In some cases, cracks in glass can literally be healed by heat. "A visible 'scar' may be present but the glass has become whole again ... the scar becomes part of the story."

She feels continually humbled by the medium's physical and mental challenges that give way to transcendent experiences. "Struggle, resolution, clarity, healing.... This is why some viewers respond to the work without knowing the back story," says Minnick. "This is why some pieces give you chills."

Once at a studio in a rough part of D.C., she wrestled days with a piece. "I had finally nailed the composition, was exhilarated, exhausted and headed for the kiln.... The sun was going down and I was the only one left in the building. I had trouble getting the piece loaded; I was spooked by my environment and was shaking and crying. I turned the kiln on and made it home. When I returned after the firing, there was a beautiful tear-shaped bubble embedded in the piece."

Coincidence? She knows only that this work possessed "a power beyond its physicality."

No matter how personal a piece, Minnick wants it to spiritually move viewers. For an artist who works by heart, beauty runs far more than skin-deep.

 

Art: The Language of the Heart

Photos: Jeff Lautenberger

A natural-born teacher and nurturer, Kari Minnick has worked with many accomplished artists. After 18 months of kiln-side collaboration, friend and colleague Mindy Weisel opened her glass art exhibition "Words on a Journey" mid-September at American University's Katzen Arts Center.

Born in Bergen-Belsen, raised in New York, Weisel spent 18 years in Maryland and now lives in DC. After long years excelling as a painter, this visual storyteller switched media when realizing the transparently layers of glass perfectly complemented a concept involving her father's concentration camp tattoo and her mother's love of things cobalt blue.

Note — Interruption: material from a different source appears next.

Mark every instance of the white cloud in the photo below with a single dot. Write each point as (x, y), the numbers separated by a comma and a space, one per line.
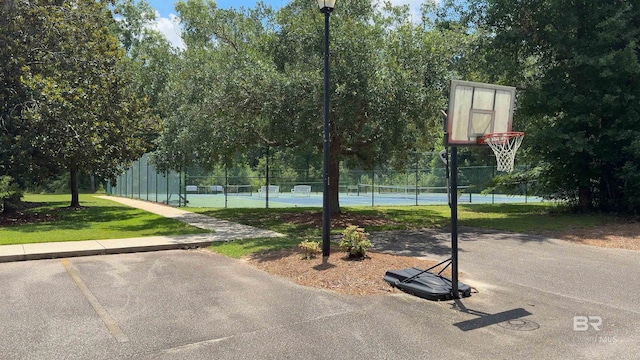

"As an artist ... you can lose yourself and get to the heart of yourself where true feeling resides," she reflects on the healing power of creativity. "If an artist doesn't feel while working, the viewer for sure won't feel anything, either."
 
Diving into a kiln-formed glass artwork's layers of color, memories and emotion, the viewer can touch his own feelings about life, love, loss, beauty, excitement. "A good work of art should arouse these feelings in the person doing the looking!" In a conversation with curator Jack Rasmussen, Weisel explained how transparent glass can whisper of a faded past, whereas the more opaque areas can amplify the present. She also loves the mysteries added in the superheated chamber of the kiln.

Early in the glassmaking process, Weisel inscribes calligraphic marks, then manipulates, stains and sometimes breaks up pieces of molten material to fuse and layer the glass into a composition. Works such as smoke-infused "From the Heart" whisper narratives about memory and loss.